第13話:愛は人を不幸にする


 優那が恋愛を苦手になったのは小学生のあの日を境になっている。

 少女の恋心が消えてなくなった。

 家族がバラバラになってしまった、悪夢の始まり――。

 それは数年前、優那がまだ小学生だった頃。


「これをちーちゃんに渡すんだ」


 千秋の事が好きで、彼へのラブレターを姉のアドバイスを元に書き終えた。

 あとはそれを渡すタイミングを見計らっていた。

 だが、そんな最中、あの事件は起きたのだ。


「どういうことだ、江梨!」


 仕事で不在がちな父が帰ってくるなり、姉の江梨を激しく攻め立てる。


「本当なのか、それはッ!?」


 リビングで怒声をあげる両親の前には江梨と彼氏と思われる男性がいた。

 普段とは違う怒りの顔をする彼らの前に優那は怯えてすくむことしかできなかった。

 叱責を受ける江梨は淡々とした言葉で、


「……ホントだよ」

「妊娠している? しかも、相手は高校の教師だと? そんなふざけた話があるのか」

「お父さん、これは私が悪いの。私が先生を好きになって……」

「好きとかそんなことはどうでもいい。なんてバカな真似をしてくれたんだ」


 当時、江梨は妊娠していた。

相手は同じ高校の教師だった。

 普通の父親ならばそれを許すはずもなく、二人に暴言を吐き続けて攻め続けていた。


「そもそも、高校教師と付き合うとはどういう状況だ。貴様、教師なんだろ」

「……申し訳ありません」

「申し訳ない? そんな安っぽい言葉で謝罪などされても困る。こんなことが表ざたになってみろ。我が家は恥さらしだ」


 周囲の反応、体面を大事にする父にとってそれは汚点とも呼べるものだった。

 娘の気持ちよりも、自分自身の保身を優先して考える。

 有名一流大学を卒業し、大手製薬会社の主任研究員として働いている。

 つまづいたこともなくエリートの道を歩んできた彼にとって、自分の娘でつまづくとは想像もしておらず、怒りの気持ちが溢れだす。

 

「実の娘が高校教師の子を孕んだ。
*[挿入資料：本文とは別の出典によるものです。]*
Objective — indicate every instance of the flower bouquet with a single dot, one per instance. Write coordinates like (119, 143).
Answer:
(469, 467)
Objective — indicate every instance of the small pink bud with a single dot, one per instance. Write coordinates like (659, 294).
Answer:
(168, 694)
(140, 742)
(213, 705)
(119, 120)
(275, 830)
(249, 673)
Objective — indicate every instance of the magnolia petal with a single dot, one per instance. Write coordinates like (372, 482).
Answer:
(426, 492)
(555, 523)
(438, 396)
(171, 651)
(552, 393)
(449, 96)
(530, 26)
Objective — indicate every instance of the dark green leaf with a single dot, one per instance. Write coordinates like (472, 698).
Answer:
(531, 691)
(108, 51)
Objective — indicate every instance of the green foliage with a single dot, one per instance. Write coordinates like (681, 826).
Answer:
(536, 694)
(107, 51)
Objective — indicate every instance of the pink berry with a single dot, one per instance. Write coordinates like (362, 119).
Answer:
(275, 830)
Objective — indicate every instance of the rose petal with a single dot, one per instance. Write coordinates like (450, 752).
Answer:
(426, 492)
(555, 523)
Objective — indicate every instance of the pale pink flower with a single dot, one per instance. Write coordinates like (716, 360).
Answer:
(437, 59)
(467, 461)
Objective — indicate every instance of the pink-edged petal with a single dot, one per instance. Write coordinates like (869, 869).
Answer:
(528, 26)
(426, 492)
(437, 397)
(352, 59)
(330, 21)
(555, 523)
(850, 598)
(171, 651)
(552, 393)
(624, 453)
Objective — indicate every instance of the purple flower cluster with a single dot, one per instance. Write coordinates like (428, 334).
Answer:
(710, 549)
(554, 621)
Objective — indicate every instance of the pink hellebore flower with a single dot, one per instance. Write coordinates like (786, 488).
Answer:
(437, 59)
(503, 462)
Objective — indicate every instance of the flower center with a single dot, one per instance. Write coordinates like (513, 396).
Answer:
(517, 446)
それをどう納得しろと言うんだ」

「まったくよ。こんな事になるなんて」

「どれだけ迷惑をかけたら気が済む。はぁ」

「江梨、貴方の軽はずみな行為で私達がどれほどの苦痛を味わうと思うの」


 母親も同意見のようで、完全に姉は孤立していた。

 

「でも、私は先生が好き。この気持ち、後悔なんてしてない」

「それは現実を知らない貴方が子供だからよっ。子供ができるって言うのはそんな簡単なことじゃないのよ。愚かなことをしてくれたわ」

「好きな人の子供なら、私は――ぁッ」


 パチンっと響く痛々しい音。

 言葉を言い終える前に、父親に彼女は叩かれた。


「や、やめてください」


 それを姉の彼氏は身を挺して守る。

 彼女を守るように抱きしめながら、


「こんなことを言う資格はないのは分かっていますが、彼女に暴力は振るわないであげて欲しい。すべての責任は私がとります」

「当然だ。そもそも、お前がうちの娘に手を出さなければこんなことには!!」


 普段は温厚で穏やかな印象の両親をここまで怒らせてしまうなんて。

 優那は何も言えずに、廊下でその様子を見つめるだけだった。

 

「はぁ。とにかく、時間がないな。江梨。今すぐ、その子をおろせ」

「お父さん。自分が何を言ってるのかわかってるの」

「お前が分かっていないだけだ! 今、ここで問題を大きくするわけにはいかない。こんな恥しか生まないことを世間に知られてたまるか」


 問題そのものを強引に揉み消そうとする。

 生まれてくる命を消そうとしてでも。


「……自分の好きって気持ちに素直になっただけ。それの何が悪いのっ」


 それでも、姉は自分の愛を貫いた。


「私はこの子を産むわ、誰に何と言われようとも!」


 江梨の愛は一途で真っ直ぐなものだった。

 両親から非難されても、怒号と罵声を浴びせられても。

 自らの愛を信じて、折れずに貫き通した。

 高校を中退し、子供を生むと言う選択。

 江梨が選んだ道は途方もなくつらく厳しい現実が待ち受けていた。

 彼氏が高校教師であったこともあり、周囲からの罵詈雑言がぶつけられて、向けられる悪意のすべてを彼女たちは受け止めた。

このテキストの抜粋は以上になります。